The OECD estimates that those investments halved between 2007 and 2017.
In 2018, the Italian government came close to folding in the wake of the deadly Morandi Bridge collapse in Genoa, which claimed the lives of 43 people. Other bridges and tunnels across Italy are also reportedly not up to code.
New roads and maintaining old ones are not the only problems. The quality of associated infrastructure like rest stops and refuelling stations is also a cause for concern, according to the report.
Shockingly, just 57 parking areas in just nine countries across the whole network are considered “safe and secure” according to criteria that take into account facilities like security, showers, food and power supply.
That is a massive issue for cross-border commercial drivers, who need safe parking. Virus lockdown measures are bringing that lack of facilities into the spotlight, as increased hygiene measures have in some cases shut down what little infrastructure was available.
Umberto de Pretto, head of the International Road Transport Union (IRU), says that many truckers are having to sleep in their cabs in unsafe areas, without access to showers, in order to keep deliveries flowing during the outbreak.

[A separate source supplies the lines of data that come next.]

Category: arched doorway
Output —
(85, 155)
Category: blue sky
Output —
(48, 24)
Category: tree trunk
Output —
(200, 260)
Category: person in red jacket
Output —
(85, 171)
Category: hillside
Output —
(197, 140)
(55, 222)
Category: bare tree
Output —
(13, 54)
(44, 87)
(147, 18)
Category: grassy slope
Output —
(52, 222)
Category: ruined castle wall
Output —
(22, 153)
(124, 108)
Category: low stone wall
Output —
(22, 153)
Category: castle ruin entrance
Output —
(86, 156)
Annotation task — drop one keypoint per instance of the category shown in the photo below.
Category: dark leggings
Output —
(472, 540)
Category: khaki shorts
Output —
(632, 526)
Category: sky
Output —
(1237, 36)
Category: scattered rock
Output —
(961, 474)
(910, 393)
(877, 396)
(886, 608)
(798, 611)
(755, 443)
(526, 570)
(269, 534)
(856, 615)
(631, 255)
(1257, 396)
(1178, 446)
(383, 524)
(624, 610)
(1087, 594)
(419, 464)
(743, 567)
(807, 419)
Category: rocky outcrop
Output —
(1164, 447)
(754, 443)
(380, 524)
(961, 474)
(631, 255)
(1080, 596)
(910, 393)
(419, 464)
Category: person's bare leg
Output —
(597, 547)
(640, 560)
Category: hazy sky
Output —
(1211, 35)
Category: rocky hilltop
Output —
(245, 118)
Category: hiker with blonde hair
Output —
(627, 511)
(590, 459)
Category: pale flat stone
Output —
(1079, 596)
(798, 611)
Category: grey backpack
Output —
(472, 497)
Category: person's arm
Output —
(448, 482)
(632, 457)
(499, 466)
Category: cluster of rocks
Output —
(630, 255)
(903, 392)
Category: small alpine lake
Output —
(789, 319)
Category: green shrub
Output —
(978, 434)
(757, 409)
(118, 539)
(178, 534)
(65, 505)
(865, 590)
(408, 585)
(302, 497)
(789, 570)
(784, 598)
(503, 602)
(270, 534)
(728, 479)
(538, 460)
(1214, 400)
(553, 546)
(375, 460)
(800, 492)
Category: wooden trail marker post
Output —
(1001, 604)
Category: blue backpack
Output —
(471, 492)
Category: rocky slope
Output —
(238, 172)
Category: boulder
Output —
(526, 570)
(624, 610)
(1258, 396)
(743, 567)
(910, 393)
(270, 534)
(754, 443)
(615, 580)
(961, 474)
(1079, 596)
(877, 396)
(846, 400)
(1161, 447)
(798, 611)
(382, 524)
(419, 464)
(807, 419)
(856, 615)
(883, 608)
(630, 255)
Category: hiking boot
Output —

The sector is already struggling to attract new talent amid a growing shortage of drivers, which could escalate to 40 per cent if left unchecked, industry groups have warned.
There is little the EU can do about any of that - aside from issuing advice - because the rules are simply too vague. There is no standard for what constitutes a safe parking area and countries are free to regulate them as they see fit.
It is a similar case for alternative fuels like electricity, LNG and hydrogen. The TEN-T rules say that the infrastructure has to be made available but sets no targets. Governments can prioritise with impunity, effectively curtailing the roll-out of a newer generation of vehicles because cross-border companies have no guarantees that their routes will be viable.
No haulage firm is going to invest a substantial sum of money in cleaner lorries if there is a chance its business could be hurt.
Coronavirus still dominates the workload of the institutions but the reported plight of truckers might push the rule-makers to rethink the transport network’s nitty-gritty details when the time is right.
The Commission in particular is still trumpeting its Green Deal as the right policy to follow through the recovery period but if a patchwork of options exists for something as relatively simple as refuelling, its efforts could be doomed.